Sioux County

S/Sgt. Peter DeBer
Died 24 Sep 1944



Killed In Action

Staff Sgt. Peter De Boer of Carmel was killed in action in Germany on Sept. 24, 1944. He is the son of Mr and Mrs. William De Boer of Carmel and left for the service on March, 1940, and was sent overseas in Nov. of 1943. He was a mechanic in the cavalry, and reached the age of 27 years.

He is survived by his wife the former Nellie Feekes to whom he was united in marriage on May 16, 1942, as also his parents and four sisters, Wilmina (Mrs. John Hooyer) and Leona Joan and Lois Ann all at home. He was preceded in death by a small brother who died in infancy.

Memorial services will be held for him on Wednesday afternoon, Oct. 25, 1944 at 1:30 o’clock at the Reformed Church at Carmel with Rev. Harmelink officiating.

Source: Sioux Center News, Oct. 19, 1944

Remains Of Late Sgt. Peter De Boer Arrived Tuesday Eve

Private funeral services were held at the Co-op burial parlor on Wednesday afternoon for the late Sgt. Peter De Boer, son of Mr. and Mrs. Wm. De Boer, who was killed during the war in Europe and whose remains arrive on the 6:O1 train Tuesday evening.

Rev. Harmelink of Carmel officiated at the services and burial took place at the Carmel cemetery.

Six legion men dressed in uniform met the train and acted as pall bearers. They were Irvin Mouw, John De Goei, Sam Holtrop, Peter Schouten, Richard Kroon and Evert Franken.

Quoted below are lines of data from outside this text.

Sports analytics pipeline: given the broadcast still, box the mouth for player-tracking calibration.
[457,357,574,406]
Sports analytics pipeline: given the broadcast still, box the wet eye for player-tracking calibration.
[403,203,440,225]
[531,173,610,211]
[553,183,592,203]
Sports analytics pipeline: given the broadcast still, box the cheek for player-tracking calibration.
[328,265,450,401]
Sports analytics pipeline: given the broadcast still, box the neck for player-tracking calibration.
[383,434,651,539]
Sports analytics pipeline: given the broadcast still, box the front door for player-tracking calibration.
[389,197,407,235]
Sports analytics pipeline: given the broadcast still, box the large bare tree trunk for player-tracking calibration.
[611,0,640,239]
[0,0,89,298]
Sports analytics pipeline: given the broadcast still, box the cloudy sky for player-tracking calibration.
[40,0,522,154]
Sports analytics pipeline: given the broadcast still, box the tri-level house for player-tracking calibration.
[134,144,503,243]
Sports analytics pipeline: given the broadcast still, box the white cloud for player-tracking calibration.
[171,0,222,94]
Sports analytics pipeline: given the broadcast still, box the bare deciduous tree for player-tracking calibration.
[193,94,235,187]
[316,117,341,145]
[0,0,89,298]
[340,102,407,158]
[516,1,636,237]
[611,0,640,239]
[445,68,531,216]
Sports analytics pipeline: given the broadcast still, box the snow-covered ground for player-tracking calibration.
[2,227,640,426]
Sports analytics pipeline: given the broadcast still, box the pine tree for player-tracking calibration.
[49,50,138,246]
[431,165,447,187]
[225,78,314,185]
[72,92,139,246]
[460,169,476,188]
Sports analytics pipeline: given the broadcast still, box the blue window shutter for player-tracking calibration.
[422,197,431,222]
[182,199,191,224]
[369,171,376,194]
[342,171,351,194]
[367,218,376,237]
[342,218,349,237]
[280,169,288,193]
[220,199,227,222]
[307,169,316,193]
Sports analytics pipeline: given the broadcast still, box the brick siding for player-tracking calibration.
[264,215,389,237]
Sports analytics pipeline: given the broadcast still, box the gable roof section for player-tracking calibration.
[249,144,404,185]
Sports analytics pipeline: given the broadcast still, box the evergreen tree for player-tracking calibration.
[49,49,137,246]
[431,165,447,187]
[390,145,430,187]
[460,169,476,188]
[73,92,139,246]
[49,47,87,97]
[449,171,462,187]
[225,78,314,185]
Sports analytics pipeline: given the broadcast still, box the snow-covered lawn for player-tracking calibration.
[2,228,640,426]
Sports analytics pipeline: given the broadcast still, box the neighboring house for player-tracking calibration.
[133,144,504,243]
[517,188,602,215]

Peter De Boer was born May 1, 1917 at Doon and spent all of his life in Northwestern Iowa with the exception of two years when he lived in Wisconsin. He was drafted into service on March 21, 1941 and was stationed at Fort Meade, S Dak., Camp Young, Calif., and Camp Maxey, Texas. He took part in three maneuvers and left the United States on Dec. 4, 1943, for England. On D-Day he went to France and from there on to Belguim and Germany. He was killed in action on Sept. 24, 1944 at th age of 27 years, 4 months and 6 days. He is survived by his parents, Mr. and Mrs. Wm. De Boer of Carmel and four sisters.